Thursday, June 29, 2006

You Just Had To

I wanted to stay here
My friends were warm and kind.

You just had take me away, didn’t you?

I wanted to stay at home
And watch the rain slip down the window panes
I wanted to witness the cleansing of the world

You just had to drag me out to school, didn’t you?
All you wanted was grades.

I wanted to be five years old again
To be carefree again
To be unfettered by knowledge
Just like a child running barefoot in the grass
I wanted to be that.

You just had to impose yourself on me, didn’t you?
You didn’t like the idea of an individual,
All you wanted was for me to be a mini-you.

I wanted to be myself
To be different from you
Not another you
But a me
I wanted to be free from you

You just couldn’t let go, couldn’t you.
You thought that I should always stay home.
You didn’t like the idea of me being free.
All you wanted was for me to obey.


And it was cold and rainy and dark all around.

But you just had to bring the extra coat
Even when it was pouring outside
Even when you were sick yourself
You just had to put your arm around me
And hand me a tissue and say, “Here, blow.”
Like I was a child again.

You just had to, didn’t you.

***

NB: This poem is not about anyone in particular, rather it is aimed at portraying the understanding that a child comes to about his/her parent in life. In a sense it is a little about me discovering another side of my mother that I never knew existed.

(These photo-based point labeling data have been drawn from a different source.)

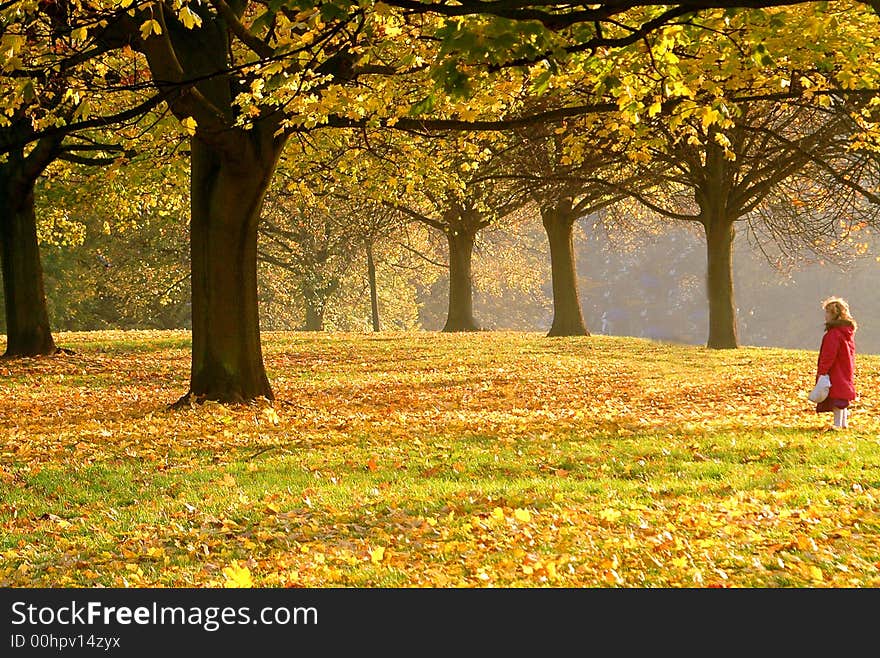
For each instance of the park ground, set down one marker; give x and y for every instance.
(422, 459)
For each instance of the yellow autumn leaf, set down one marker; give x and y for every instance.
(190, 125)
(189, 18)
(149, 27)
(237, 575)
(271, 415)
(609, 515)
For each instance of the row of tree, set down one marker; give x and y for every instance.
(711, 116)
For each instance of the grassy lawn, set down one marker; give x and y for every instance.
(494, 459)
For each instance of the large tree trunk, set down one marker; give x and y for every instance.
(315, 304)
(27, 319)
(228, 187)
(460, 316)
(374, 295)
(568, 319)
(720, 233)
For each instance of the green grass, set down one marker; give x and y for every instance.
(435, 460)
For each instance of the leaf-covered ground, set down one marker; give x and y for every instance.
(436, 460)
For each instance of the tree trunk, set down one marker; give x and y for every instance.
(228, 187)
(568, 319)
(27, 318)
(461, 297)
(315, 305)
(720, 233)
(374, 295)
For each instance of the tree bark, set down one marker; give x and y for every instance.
(720, 233)
(568, 319)
(27, 319)
(460, 316)
(315, 304)
(374, 295)
(228, 186)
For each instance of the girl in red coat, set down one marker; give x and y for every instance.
(837, 359)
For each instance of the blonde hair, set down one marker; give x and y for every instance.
(840, 313)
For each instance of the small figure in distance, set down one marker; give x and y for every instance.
(837, 356)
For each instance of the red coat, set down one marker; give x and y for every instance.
(837, 357)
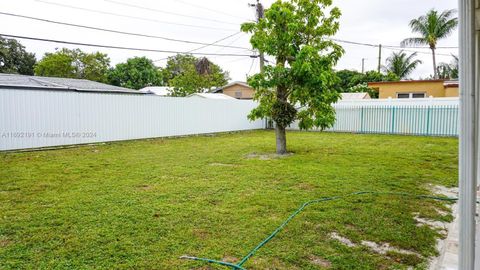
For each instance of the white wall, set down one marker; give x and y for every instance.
(33, 118)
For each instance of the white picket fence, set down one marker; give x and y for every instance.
(34, 118)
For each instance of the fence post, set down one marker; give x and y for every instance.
(393, 120)
(428, 120)
(361, 119)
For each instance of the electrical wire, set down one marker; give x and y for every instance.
(132, 17)
(119, 47)
(168, 12)
(252, 252)
(119, 32)
(199, 48)
(210, 9)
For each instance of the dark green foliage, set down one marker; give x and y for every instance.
(188, 74)
(349, 81)
(77, 64)
(14, 58)
(136, 73)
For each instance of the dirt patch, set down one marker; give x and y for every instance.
(267, 156)
(342, 239)
(223, 165)
(319, 261)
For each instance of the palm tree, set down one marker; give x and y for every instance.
(401, 64)
(432, 27)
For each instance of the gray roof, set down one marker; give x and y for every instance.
(62, 84)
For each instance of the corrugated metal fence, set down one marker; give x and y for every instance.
(426, 117)
(429, 120)
(34, 118)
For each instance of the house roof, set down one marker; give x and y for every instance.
(60, 84)
(407, 81)
(350, 96)
(157, 90)
(211, 96)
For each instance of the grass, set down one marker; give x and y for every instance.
(143, 204)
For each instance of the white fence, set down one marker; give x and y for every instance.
(430, 117)
(36, 118)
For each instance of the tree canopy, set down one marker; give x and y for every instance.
(432, 27)
(136, 73)
(349, 81)
(295, 33)
(188, 74)
(75, 63)
(14, 58)
(401, 64)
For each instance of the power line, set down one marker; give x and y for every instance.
(133, 17)
(168, 12)
(211, 44)
(119, 47)
(120, 32)
(209, 9)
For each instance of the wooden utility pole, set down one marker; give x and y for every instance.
(379, 57)
(260, 12)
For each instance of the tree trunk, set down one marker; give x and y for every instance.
(435, 75)
(281, 139)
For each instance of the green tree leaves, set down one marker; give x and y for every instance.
(75, 63)
(188, 74)
(14, 58)
(136, 73)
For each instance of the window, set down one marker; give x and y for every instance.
(418, 95)
(411, 95)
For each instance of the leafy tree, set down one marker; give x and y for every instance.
(352, 81)
(432, 27)
(295, 32)
(401, 64)
(448, 70)
(136, 73)
(14, 58)
(75, 63)
(188, 74)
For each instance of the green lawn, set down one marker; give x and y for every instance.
(143, 204)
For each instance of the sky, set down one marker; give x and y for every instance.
(207, 21)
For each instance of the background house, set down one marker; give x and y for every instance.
(24, 82)
(238, 90)
(353, 96)
(416, 89)
(157, 90)
(210, 96)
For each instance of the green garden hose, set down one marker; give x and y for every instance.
(298, 211)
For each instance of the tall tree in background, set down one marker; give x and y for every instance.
(432, 27)
(75, 63)
(188, 74)
(295, 33)
(349, 81)
(136, 73)
(448, 70)
(401, 64)
(14, 58)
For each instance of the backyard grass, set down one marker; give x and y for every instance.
(143, 204)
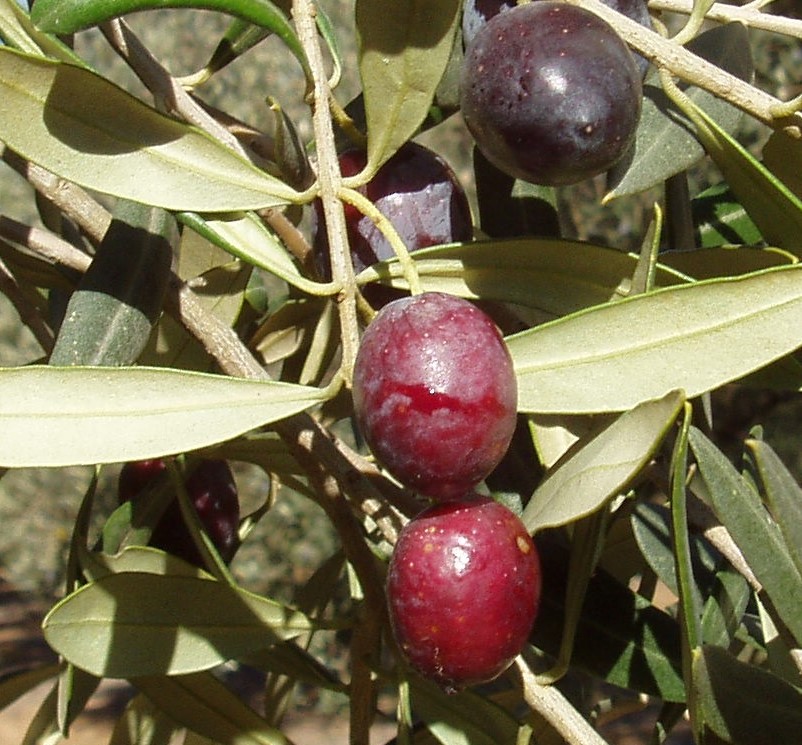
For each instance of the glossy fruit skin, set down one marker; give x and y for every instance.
(463, 591)
(476, 13)
(550, 93)
(213, 492)
(435, 394)
(416, 190)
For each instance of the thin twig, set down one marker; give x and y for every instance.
(330, 182)
(29, 314)
(694, 69)
(168, 93)
(48, 246)
(555, 709)
(749, 15)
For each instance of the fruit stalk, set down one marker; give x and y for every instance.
(556, 710)
(749, 15)
(330, 183)
(694, 69)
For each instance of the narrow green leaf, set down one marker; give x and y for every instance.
(141, 723)
(554, 276)
(774, 208)
(725, 591)
(725, 261)
(720, 220)
(205, 705)
(479, 720)
(246, 237)
(782, 155)
(599, 467)
(783, 496)
(296, 663)
(621, 637)
(16, 684)
(110, 316)
(68, 16)
(44, 722)
(89, 131)
(136, 623)
(692, 337)
(219, 282)
(17, 31)
(404, 47)
(743, 704)
(742, 512)
(665, 142)
(53, 416)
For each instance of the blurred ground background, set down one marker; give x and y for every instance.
(37, 507)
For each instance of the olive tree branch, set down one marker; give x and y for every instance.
(750, 15)
(48, 246)
(387, 229)
(168, 93)
(87, 213)
(556, 710)
(694, 69)
(29, 314)
(329, 182)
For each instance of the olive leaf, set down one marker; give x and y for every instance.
(404, 47)
(140, 623)
(89, 131)
(56, 416)
(693, 337)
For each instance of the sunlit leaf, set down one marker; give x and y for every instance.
(478, 720)
(141, 723)
(743, 704)
(246, 237)
(741, 511)
(68, 16)
(600, 467)
(720, 220)
(774, 208)
(137, 623)
(726, 592)
(404, 46)
(208, 707)
(783, 496)
(691, 337)
(53, 416)
(621, 637)
(87, 130)
(665, 143)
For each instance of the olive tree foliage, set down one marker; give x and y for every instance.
(168, 347)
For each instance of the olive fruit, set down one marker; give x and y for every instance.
(213, 492)
(550, 93)
(463, 591)
(435, 393)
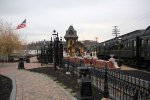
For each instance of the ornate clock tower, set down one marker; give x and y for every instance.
(71, 38)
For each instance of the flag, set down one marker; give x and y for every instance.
(22, 25)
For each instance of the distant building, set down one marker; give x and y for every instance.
(73, 46)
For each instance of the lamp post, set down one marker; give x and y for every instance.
(37, 47)
(104, 51)
(105, 92)
(44, 51)
(55, 49)
(119, 47)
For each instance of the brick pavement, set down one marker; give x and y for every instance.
(34, 86)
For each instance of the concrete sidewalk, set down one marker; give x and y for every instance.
(35, 86)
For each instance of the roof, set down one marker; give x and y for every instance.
(71, 33)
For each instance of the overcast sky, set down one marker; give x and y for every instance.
(90, 18)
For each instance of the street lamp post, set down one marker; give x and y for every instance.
(119, 47)
(37, 52)
(105, 92)
(104, 51)
(55, 49)
(44, 51)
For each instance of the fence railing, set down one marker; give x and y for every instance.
(120, 85)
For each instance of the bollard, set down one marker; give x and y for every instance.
(21, 64)
(85, 85)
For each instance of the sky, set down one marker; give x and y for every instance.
(90, 18)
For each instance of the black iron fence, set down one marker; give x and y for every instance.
(120, 85)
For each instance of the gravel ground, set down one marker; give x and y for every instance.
(5, 87)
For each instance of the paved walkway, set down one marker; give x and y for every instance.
(34, 86)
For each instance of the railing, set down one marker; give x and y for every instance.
(120, 86)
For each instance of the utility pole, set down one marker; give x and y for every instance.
(116, 31)
(96, 38)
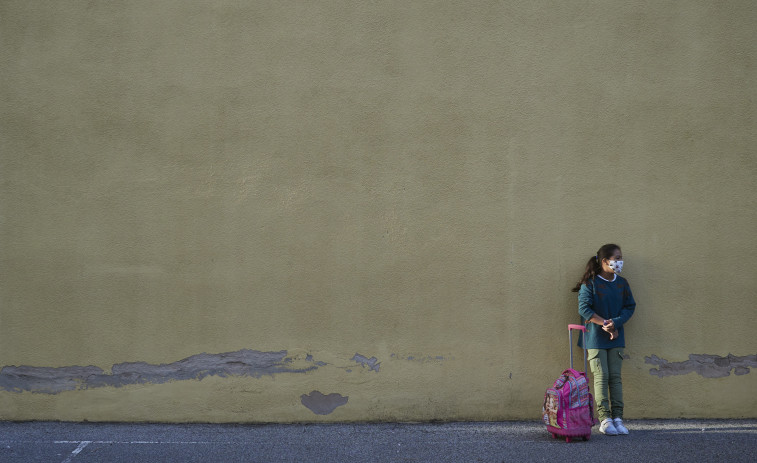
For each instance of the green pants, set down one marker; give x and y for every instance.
(605, 366)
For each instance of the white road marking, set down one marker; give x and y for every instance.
(77, 450)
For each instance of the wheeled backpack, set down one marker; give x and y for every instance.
(568, 408)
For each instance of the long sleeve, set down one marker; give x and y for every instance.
(585, 302)
(626, 311)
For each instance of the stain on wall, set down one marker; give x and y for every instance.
(372, 363)
(244, 362)
(708, 366)
(321, 404)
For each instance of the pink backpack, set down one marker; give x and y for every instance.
(568, 408)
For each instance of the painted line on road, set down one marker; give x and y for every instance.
(77, 450)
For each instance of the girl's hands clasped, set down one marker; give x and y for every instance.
(609, 326)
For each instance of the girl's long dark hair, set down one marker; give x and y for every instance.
(594, 265)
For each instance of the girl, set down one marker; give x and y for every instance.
(605, 303)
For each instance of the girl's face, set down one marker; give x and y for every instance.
(610, 265)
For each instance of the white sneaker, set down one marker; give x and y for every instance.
(608, 428)
(619, 426)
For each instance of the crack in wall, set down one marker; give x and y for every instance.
(245, 362)
(372, 363)
(708, 366)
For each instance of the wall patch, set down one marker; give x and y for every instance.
(321, 404)
(708, 366)
(244, 362)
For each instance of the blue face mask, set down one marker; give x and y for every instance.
(616, 265)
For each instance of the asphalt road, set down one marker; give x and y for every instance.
(649, 441)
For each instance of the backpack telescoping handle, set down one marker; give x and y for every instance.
(583, 343)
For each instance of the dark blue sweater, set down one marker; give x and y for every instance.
(610, 300)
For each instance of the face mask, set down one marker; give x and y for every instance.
(616, 265)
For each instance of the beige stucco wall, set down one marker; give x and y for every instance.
(388, 201)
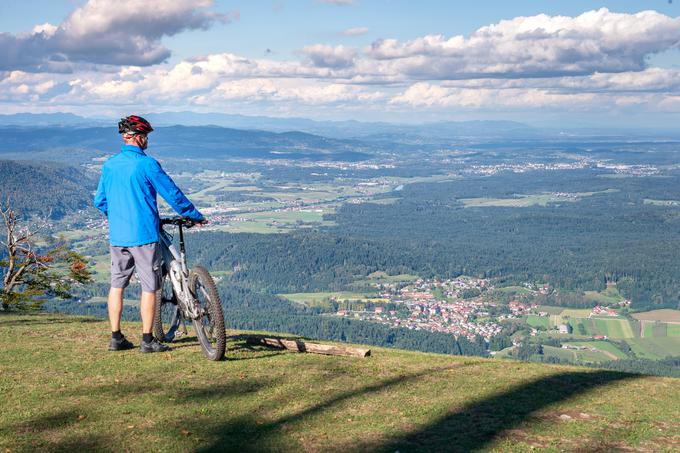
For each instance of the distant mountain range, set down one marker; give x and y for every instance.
(180, 141)
(370, 132)
(46, 189)
(334, 129)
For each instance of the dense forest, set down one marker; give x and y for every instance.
(246, 309)
(44, 188)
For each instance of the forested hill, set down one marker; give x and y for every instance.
(184, 142)
(81, 397)
(44, 188)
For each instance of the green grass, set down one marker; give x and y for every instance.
(576, 312)
(655, 348)
(61, 391)
(383, 277)
(522, 201)
(320, 299)
(673, 330)
(647, 329)
(605, 346)
(614, 328)
(609, 296)
(515, 290)
(664, 315)
(538, 321)
(550, 309)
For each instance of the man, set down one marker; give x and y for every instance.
(126, 194)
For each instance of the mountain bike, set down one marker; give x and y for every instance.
(187, 295)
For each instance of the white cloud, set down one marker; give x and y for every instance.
(354, 31)
(105, 32)
(537, 46)
(324, 56)
(595, 61)
(337, 2)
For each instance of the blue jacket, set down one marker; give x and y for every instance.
(127, 192)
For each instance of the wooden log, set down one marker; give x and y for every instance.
(303, 346)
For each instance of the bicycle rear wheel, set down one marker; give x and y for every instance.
(167, 317)
(210, 325)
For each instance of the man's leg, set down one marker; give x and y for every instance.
(148, 266)
(148, 309)
(122, 266)
(115, 308)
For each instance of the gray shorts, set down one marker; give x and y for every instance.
(143, 260)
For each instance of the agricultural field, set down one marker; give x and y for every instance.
(609, 296)
(606, 347)
(538, 321)
(522, 201)
(655, 329)
(614, 328)
(665, 315)
(515, 290)
(582, 356)
(550, 309)
(322, 299)
(655, 348)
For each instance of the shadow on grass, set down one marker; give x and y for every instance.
(36, 319)
(246, 433)
(479, 423)
(469, 429)
(39, 433)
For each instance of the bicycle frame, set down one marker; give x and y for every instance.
(175, 266)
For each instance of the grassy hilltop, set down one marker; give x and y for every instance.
(61, 390)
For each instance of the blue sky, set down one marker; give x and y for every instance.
(572, 62)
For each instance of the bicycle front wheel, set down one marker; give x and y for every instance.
(168, 316)
(210, 325)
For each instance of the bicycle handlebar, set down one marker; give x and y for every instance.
(179, 220)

This poem was written as part of an exercise that my literature teacher conducted in class to demonstrate the concept of writer's style, or technique, as it were. We were given a short while to write it, and for a moment I considered copying something from here to submit, so I could slack off for ten minutes or so. In the end, I decided to write something proper and here it is. Enjoy! (Incidentally this was chosen to be published in the school's literary compilation. *grinz*)

Monday, June 26, 2006

Get up, and Go.

They just went. Left. With instructions, to take care of this and that matter. And you are left with...what?

No choice.

***

So they have decided to come back. Oh to be at that leisure, unfettered by anyone's commands. To be allowed the right to just take off and go, without bringing baggage or leaving a note.

Nobody likes to be left behind like the child who knows but has no voice to speak. To be patted on the head and given a treat to disguise undercurrents that are only too obvious.

Do they not know the adverse effects this has on even the strongest of men? Abandonment and a feeling of being, somehow, not good enough. Not deserving of whatever it was that someone else got, and knowing no reason why, except that one is, to put it bluntly, not good enough. Again and again.

Change is called for.

But what? And how? What other factors might be drawn into this web of equations that always devise ways to trap and delude and complicate. The human mind is a black hole unto itself, feeding upon every thought until there is nothing left but shadow.

Unless.

There is yet hope from the sources, the roots of our being.

Something stirs inside, an as yet flightless being that strives to stretch its unborn wings.

To get up.

And go.

To leave everything behind like an old skin that serves only as a bitter memory of what once was, like the scab that grows back and refuses to heal. There was only bitterness there.,br>
Was.

And now?

A yawning white chasm opens up like a book. The pen is in your hand. Now is your chance to change. The beginning of a new chapter, a new journey.

Change.

Just get up.

And go.

Thursday, June 22, 2006

Observations of Environment I

The last drops of tea slowly turn cold in the artificially cooled air of my room. I can anticipate the bitter tannin taste this will have when I drink it, more tea in it than milk and sugar now. The cup sits silently on the wooden table. I hear the sonds of a game and typing in the background. My diary is balanced across my knees. My stomach is churning from the cold tea. It's been sitting here all afternoon, and all evening. It's dark. All lights are off save a small black desk lamp, which happens to be from Ikea. I am currently seated on a small blue plastic chair, which is more suited for a child than a person of my size. It's been in my family since I was small enough to use it, and I remember using it as a tool of violence against my siblings when we fought. I've long grown out of that. I've got plenty to do. Even with this feeling of restlessness, I've achieved everything and nothing. Nothing being something that's socially significant. Everything being something that's personally significant. Of course the two do cross at certain points, but it's easier to say "everything and nothing". Though, it's more like "everything and nothing and sometimes in between" which has a kind of rhythm to it. It's like at school, where I know everyone and no one. And sometimes, in between.